Imam Shadiq as berkata kepada pemasang pelana kuda yang melayani beliau: "Ada beberapa Muslim yang memiliki satu bagian keimanan, sedangkan yang lainnya memiliki dua atau tiga dan bahkan tujuh bagian keimanan. Tidaklah patut membebani seseorang yang memiliki satu bagian keimanan, dengan amalan yang semestinya untuk orang yang memiliki dua bagian keimanan. Demikian juga, tidak patut membebani seseorang yang memiliki dua bagian keimanan dengan amalan yang semestinya untuk orang yang memiliki tiga bagian keimanan.
"Aku berikan contoh. Suatu ketika ada seseorang yang bertetangga dengan orang Kristen. la mengajak tetangganya itu agar masuk Islam. Orang Kristen itu pun setuju dan masuk Islam. Keesokan harinya, saat subuh tiba ia mengetuk pintu rumah mualaf itu. Ketika sang mualaf membuka pintu, ia menyuruhnya mengambil wudhu, berpakaian dan menemaninya pergi ke masjid. Mereka menunaikan shalat tidak saja shalat subuh tetapi juga shalat-shalat lainnya sampai matahari terbit.
Baru saja mualaf hendak pulang, ia bertanya kepadanya: Mau ke mana? Siang itu singkat, sebentar lagi waktu zuhur tiba. Tunggu saja sampai kita mengerjakan shalat zuhur.
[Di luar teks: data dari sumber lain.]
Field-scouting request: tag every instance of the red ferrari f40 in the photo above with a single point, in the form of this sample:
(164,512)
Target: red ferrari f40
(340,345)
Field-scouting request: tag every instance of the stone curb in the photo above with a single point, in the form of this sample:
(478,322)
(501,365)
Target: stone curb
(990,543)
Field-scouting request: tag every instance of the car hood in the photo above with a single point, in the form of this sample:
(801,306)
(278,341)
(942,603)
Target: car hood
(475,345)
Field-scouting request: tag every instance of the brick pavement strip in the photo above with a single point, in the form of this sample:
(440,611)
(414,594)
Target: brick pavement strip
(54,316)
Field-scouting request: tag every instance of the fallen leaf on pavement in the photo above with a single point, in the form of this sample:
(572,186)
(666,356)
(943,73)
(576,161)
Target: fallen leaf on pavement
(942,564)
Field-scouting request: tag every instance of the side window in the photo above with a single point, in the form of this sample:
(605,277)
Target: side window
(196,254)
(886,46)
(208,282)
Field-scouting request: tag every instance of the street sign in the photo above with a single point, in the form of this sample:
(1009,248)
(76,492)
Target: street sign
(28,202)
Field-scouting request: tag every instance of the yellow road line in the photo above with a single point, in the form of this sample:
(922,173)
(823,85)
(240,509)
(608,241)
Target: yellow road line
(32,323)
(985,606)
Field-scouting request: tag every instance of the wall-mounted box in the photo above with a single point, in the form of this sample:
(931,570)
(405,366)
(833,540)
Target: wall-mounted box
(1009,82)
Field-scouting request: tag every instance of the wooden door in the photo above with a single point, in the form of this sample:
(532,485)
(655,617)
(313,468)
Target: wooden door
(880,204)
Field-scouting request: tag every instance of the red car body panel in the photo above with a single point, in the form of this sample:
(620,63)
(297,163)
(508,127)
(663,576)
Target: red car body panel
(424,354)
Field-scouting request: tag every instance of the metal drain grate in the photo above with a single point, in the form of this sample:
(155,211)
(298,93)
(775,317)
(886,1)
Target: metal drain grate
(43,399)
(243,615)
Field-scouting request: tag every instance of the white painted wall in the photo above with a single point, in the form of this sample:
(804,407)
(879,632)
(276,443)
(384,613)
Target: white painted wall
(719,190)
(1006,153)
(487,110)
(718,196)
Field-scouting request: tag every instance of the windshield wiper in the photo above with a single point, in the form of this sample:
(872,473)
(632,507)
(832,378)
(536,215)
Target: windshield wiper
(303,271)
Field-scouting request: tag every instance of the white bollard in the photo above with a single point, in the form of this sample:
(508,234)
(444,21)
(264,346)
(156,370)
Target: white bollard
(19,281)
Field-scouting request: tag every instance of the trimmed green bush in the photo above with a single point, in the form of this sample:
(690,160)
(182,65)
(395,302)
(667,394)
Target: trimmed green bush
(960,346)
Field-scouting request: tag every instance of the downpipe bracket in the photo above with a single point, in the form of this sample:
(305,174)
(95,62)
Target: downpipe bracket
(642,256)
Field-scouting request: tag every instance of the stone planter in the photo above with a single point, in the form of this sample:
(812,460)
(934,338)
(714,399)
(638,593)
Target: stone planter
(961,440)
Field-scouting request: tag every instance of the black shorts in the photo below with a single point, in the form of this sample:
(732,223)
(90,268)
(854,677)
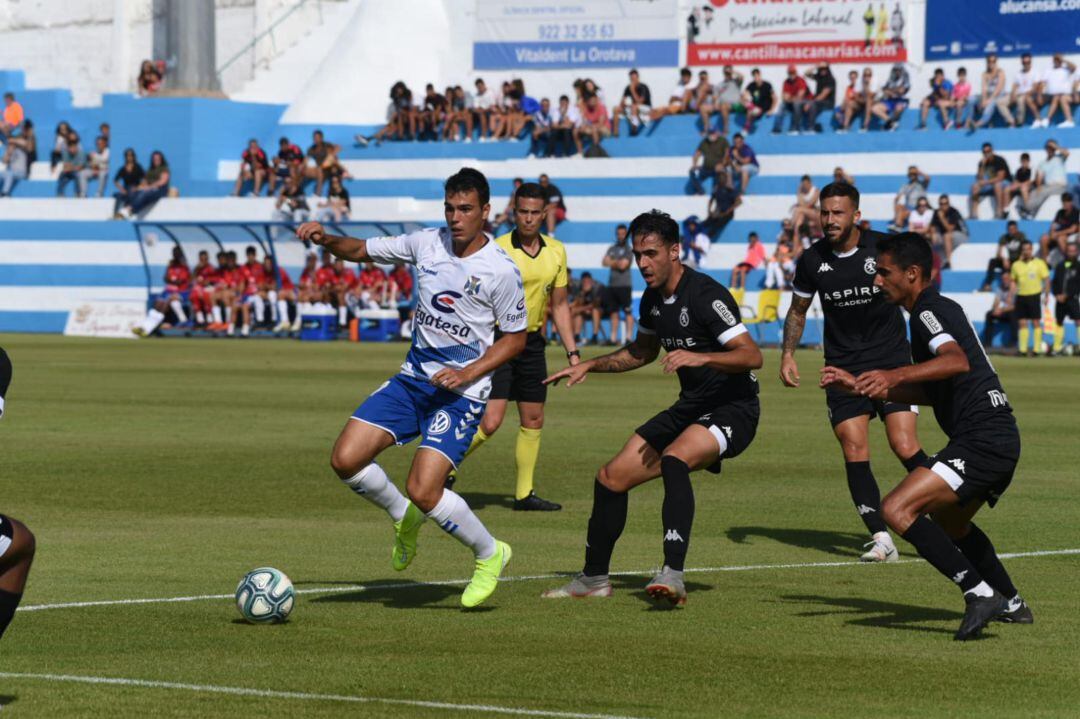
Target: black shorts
(617,299)
(1068,309)
(1029,307)
(980,466)
(522,378)
(732,423)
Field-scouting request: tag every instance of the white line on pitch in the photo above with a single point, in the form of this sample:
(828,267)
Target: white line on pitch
(306,696)
(523,578)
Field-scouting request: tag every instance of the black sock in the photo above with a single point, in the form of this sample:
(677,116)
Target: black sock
(605,526)
(865,494)
(915,461)
(934,545)
(976,546)
(677,511)
(8,604)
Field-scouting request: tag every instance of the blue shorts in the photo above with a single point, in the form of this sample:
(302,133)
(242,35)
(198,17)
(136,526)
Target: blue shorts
(407,408)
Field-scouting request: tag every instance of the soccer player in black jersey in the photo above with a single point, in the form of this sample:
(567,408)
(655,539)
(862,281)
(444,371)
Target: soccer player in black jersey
(862,331)
(697,322)
(933,506)
(16,541)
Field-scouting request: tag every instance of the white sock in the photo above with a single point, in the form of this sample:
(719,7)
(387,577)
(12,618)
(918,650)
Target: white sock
(458,520)
(373,484)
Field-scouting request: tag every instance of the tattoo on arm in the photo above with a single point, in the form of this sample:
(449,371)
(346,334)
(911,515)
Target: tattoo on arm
(795,322)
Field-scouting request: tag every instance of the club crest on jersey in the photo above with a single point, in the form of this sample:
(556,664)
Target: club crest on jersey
(725,313)
(931,322)
(444,300)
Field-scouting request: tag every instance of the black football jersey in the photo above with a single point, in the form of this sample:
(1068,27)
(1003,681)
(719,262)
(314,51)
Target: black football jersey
(862,329)
(966,403)
(700,316)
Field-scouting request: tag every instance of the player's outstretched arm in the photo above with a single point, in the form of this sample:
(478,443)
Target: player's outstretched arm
(794,324)
(350,249)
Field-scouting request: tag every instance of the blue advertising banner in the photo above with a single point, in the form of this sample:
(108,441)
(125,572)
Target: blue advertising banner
(972,28)
(542,35)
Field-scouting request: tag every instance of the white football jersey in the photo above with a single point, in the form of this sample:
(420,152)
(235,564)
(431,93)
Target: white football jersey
(459,301)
Maka mereka menunggu waktu shalat zuhur. Dan setelah menunaikan shalat zuhur sang mualaf pun bergegas hendak pulang. Tetapi lelaki itu kembali membujuknya untuk menunggu waktu shalat ashar. Mualaf itu pun menurutinya. Setelah itu lelaki itu berkata kepadanya bahwa hari sudah hampir maghrib, maka mereka tidak beranjak sampai melaksanakan shalat maghrib. Kemudian ia membujuknya lagi untuk menunggu waktu shalat isya juga. Setelah shalat Isya mereka pun pulang ke rumah.
Keesokan harinya, saat subuh tiba lelaki itu mengetuk pintu rumah mualaf itu lagi dan mengajaknya shalat bersama di masjid. Mualaf itu berkata: untuk agamamu ini, carilah orang lain yang waktunya lebih banyak dari yang kumiliki. Aku ini orang miskin dan mempunyai keluarga yang harus kuberi makan dan kujaga."
Imam Shadiq mengakhiri perkataannya, "Muslim yang bodoh telah membuatnya kembali kepada agamanya semula, Kristen."
Namunah-e Ma'arif, jld. 2, hlm. 479; Al-Kafi, Bab Tingkatan Keimanan.